2003 yılında çıkardığı “Bu Aşk Değil” albümünden tanıdığımız Günce Koral, prodüktörlüğünü kendisinin yaptığı ikinci albümüyle hayal ettiğinin üzerinde bir başarı elde ettiği görüşünde… Ona göre bu başarıda gizli kalmış bir hit olarak nitelendirdiği “Güllerim Soldu” nun payı oldukça büyük: “Sezen Aksu’nun ‘Gülümse’ albümü çıktığından bu yana bu şarkıyı söylemek istiyordum. ‘Güllerim Soldu’, hayatta okumaktan en keyif aldığım şarkılardan biridir. Sezen Aksu’ya bir demo gönderdim. Yorumumu beğendi ve şarkıyı bana hediye etti. Onun övgü dolu sözlerini duymak benim için en büyük ödül. Hem satış, hem popülarite hem de albüm başarısı anlamında bana çok şey kattı. Çıkış parçam “Severim” i bile geçti. Bu şarkıyla kemikleşmiş kitlemin yanı sıra daha fazla insana ulaştığımı düşünüyorum.”

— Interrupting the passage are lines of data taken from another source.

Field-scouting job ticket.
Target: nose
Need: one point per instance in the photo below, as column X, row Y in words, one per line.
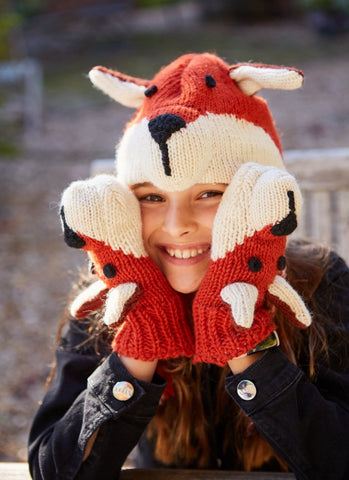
column 161, row 128
column 179, row 220
column 289, row 223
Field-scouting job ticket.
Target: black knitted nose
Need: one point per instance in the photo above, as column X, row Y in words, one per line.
column 289, row 223
column 161, row 128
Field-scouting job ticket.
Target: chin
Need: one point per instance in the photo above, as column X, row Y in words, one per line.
column 185, row 286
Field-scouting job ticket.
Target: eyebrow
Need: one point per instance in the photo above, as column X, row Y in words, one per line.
column 139, row 185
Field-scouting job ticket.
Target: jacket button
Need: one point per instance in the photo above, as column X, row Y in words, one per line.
column 123, row 391
column 246, row 390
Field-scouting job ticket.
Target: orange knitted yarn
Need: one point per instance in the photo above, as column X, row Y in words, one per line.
column 103, row 218
column 217, row 336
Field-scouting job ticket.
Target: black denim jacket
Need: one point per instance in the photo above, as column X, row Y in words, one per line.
column 307, row 423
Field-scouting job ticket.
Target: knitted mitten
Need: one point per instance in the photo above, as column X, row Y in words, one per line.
column 258, row 209
column 102, row 217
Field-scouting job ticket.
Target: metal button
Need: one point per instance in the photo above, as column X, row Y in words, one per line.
column 123, row 391
column 246, row 390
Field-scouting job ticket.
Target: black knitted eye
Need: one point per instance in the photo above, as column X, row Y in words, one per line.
column 281, row 264
column 109, row 270
column 210, row 81
column 92, row 268
column 150, row 91
column 254, row 264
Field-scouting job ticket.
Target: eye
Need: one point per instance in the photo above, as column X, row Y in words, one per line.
column 151, row 197
column 211, row 194
column 149, row 92
column 210, row 81
column 281, row 263
column 254, row 264
column 109, row 270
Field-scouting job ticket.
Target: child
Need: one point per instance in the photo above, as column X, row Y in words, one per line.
column 208, row 357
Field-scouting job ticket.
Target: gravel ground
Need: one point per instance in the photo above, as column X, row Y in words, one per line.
column 37, row 268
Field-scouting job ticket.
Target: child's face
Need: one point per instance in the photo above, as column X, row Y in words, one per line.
column 177, row 230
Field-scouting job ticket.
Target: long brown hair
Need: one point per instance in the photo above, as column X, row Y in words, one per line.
column 180, row 430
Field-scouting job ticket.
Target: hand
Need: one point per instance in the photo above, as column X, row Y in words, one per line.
column 102, row 217
column 258, row 210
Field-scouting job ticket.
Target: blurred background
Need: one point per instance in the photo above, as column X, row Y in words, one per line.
column 53, row 124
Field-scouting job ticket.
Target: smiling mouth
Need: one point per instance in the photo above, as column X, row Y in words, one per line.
column 184, row 254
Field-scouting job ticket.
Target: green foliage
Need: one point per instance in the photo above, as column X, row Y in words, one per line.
column 330, row 6
column 8, row 23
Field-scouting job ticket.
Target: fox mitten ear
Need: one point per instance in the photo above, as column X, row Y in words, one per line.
column 103, row 218
column 258, row 210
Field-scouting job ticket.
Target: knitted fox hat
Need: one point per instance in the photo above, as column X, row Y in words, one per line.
column 197, row 120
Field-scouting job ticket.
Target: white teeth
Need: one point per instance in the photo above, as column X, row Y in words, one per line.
column 185, row 253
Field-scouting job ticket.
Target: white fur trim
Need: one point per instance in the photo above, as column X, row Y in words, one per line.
column 242, row 298
column 251, row 79
column 256, row 197
column 105, row 210
column 281, row 289
column 128, row 94
column 116, row 300
column 208, row 150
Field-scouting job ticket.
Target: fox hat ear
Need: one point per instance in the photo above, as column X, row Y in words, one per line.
column 126, row 90
column 251, row 78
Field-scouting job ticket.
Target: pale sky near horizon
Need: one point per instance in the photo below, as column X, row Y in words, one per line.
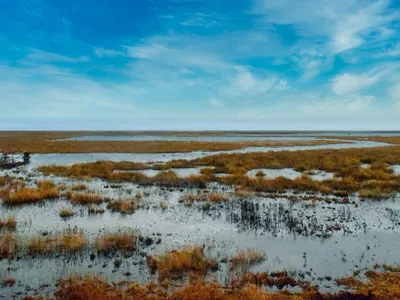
column 200, row 64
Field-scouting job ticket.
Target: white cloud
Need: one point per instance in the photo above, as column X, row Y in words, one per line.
column 101, row 52
column 59, row 93
column 344, row 23
column 394, row 92
column 348, row 83
column 281, row 85
column 216, row 103
column 36, row 55
column 339, row 106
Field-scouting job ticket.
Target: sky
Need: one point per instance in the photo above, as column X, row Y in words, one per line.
column 200, row 64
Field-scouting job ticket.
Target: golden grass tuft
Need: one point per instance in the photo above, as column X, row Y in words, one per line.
column 382, row 285
column 85, row 198
column 8, row 245
column 66, row 213
column 79, row 187
column 94, row 209
column 164, row 205
column 246, row 258
column 208, row 197
column 19, row 194
column 67, row 241
column 124, row 206
column 9, row 223
column 176, row 263
column 112, row 242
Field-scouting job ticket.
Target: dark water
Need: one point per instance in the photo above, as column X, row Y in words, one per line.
column 310, row 240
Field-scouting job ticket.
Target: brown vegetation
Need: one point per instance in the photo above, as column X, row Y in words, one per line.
column 8, row 245
column 66, row 213
column 9, row 223
column 48, row 142
column 208, row 197
column 124, row 206
column 112, row 242
column 381, row 286
column 85, row 198
column 69, row 241
column 16, row 194
column 93, row 209
column 176, row 263
column 78, row 187
column 247, row 258
column 376, row 181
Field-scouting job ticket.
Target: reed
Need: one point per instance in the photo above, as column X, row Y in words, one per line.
column 176, row 263
column 85, row 198
column 8, row 245
column 123, row 206
column 9, row 223
column 68, row 241
column 118, row 241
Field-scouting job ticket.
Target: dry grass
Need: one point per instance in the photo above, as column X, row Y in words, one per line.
column 85, row 198
column 97, row 288
column 381, row 285
column 176, row 263
column 164, row 205
column 126, row 206
column 378, row 181
column 247, row 258
column 45, row 142
column 9, row 223
column 208, row 197
column 67, row 241
column 17, row 194
column 119, row 241
column 8, row 245
column 79, row 187
column 93, row 209
column 66, row 213
column 3, row 180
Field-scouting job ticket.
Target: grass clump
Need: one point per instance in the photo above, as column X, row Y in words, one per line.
column 66, row 213
column 164, row 205
column 205, row 197
column 247, row 258
column 68, row 241
column 118, row 241
column 85, row 198
column 9, row 223
column 381, row 285
column 20, row 194
column 79, row 187
column 176, row 263
column 123, row 206
column 94, row 209
column 8, row 245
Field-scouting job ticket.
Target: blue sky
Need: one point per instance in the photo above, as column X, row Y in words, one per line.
column 200, row 64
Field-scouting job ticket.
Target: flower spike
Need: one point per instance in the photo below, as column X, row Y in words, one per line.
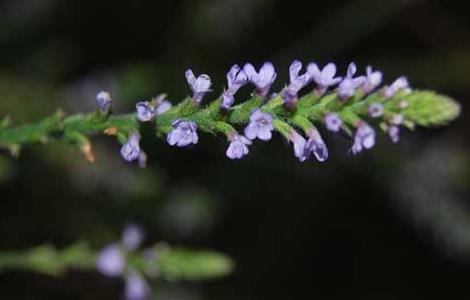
column 262, row 79
column 200, row 85
column 261, row 116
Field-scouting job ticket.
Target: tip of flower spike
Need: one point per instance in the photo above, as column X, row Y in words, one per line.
column 427, row 108
column 87, row 151
column 112, row 131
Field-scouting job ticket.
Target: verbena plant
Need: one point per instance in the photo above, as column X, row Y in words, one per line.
column 352, row 104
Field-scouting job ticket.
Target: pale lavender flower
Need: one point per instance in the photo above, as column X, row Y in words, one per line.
column 136, row 287
column 262, row 79
column 104, row 101
column 394, row 133
column 373, row 80
column 145, row 111
column 162, row 105
column 299, row 145
column 238, row 147
column 297, row 82
column 397, row 119
column 131, row 150
column 347, row 87
column 375, row 110
column 323, row 78
column 260, row 126
column 236, row 79
column 183, row 134
column 142, row 159
column 316, row 145
column 111, row 261
column 364, row 138
column 400, row 84
column 200, row 85
column 333, row 122
column 403, row 104
column 132, row 237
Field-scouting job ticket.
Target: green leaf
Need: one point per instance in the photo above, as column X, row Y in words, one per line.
column 179, row 263
column 427, row 108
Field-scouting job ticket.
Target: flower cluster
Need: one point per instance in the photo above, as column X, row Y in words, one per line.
column 260, row 120
column 112, row 262
column 314, row 96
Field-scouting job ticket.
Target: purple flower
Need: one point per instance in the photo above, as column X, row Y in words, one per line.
column 104, row 101
column 145, row 111
column 400, row 84
column 236, row 79
column 183, row 133
column 364, row 138
column 297, row 82
column 132, row 237
column 131, row 150
column 316, row 145
column 260, row 126
column 373, row 80
column 397, row 119
column 163, row 107
column 262, row 79
column 136, row 287
column 375, row 110
column 299, row 145
column 333, row 122
column 323, row 78
column 238, row 147
column 394, row 133
column 347, row 87
column 142, row 159
column 111, row 261
column 200, row 86
column 161, row 104
column 403, row 104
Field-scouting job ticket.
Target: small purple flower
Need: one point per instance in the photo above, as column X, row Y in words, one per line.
column 397, row 119
column 145, row 111
column 132, row 237
column 364, row 138
column 238, row 147
column 400, row 84
column 297, row 82
column 323, row 78
column 262, row 79
column 142, row 159
column 299, row 145
column 333, row 122
column 403, row 104
column 316, row 145
column 373, row 80
column 200, row 85
column 136, row 287
column 260, row 126
column 375, row 110
column 111, row 261
column 131, row 150
column 104, row 101
column 347, row 87
column 394, row 133
column 183, row 134
column 162, row 105
column 236, row 79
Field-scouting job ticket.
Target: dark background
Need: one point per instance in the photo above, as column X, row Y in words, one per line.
column 392, row 223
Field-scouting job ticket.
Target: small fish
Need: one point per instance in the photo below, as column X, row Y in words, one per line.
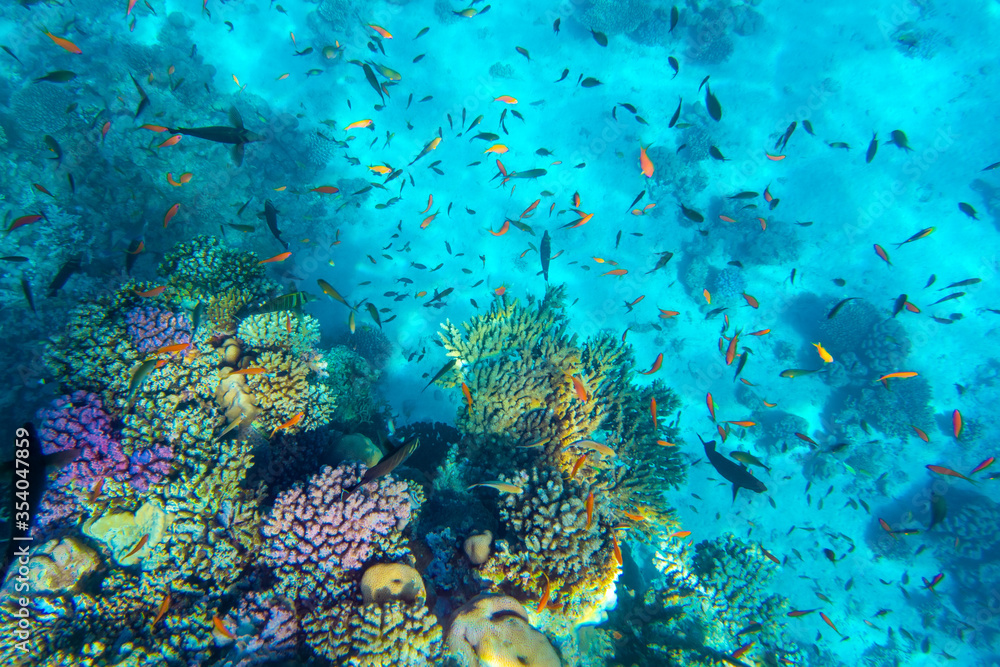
column 502, row 487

 “Volume II” nin ilk albümünüzden farkı nedir?
Albümün bu kez farkı, promosyon aşamasında daha kuvvetli olması. Hayal ettiğimin üzerinde bir başarı getirdi. Daha da fazla başarı getirmesi için sürekli çalışıyorum. İlk albümüm, “Bu Aşk Değil” 2003 yılında çıkmıştı. Fakat maddi olanaksızlıklar nedeniyle çok fazla tanıtamadık. Yine de “Gecemi Al”, “Bu Aşk Değil” gibi hitler çıktı ve bu şarkılar beni tanıttı. Bu nedenle başarısız bir albüm olarak görmüyorum. İki sene boyunca ikinci albümün oluşum aşamasıyla ilgilendim. İlk albümde müzik direktörüm Erol Temizel’di. İkinci albümde de bu müzikal birlikteliğimizi bozmamak adına tekrar Erol Temizel’le çalıştık.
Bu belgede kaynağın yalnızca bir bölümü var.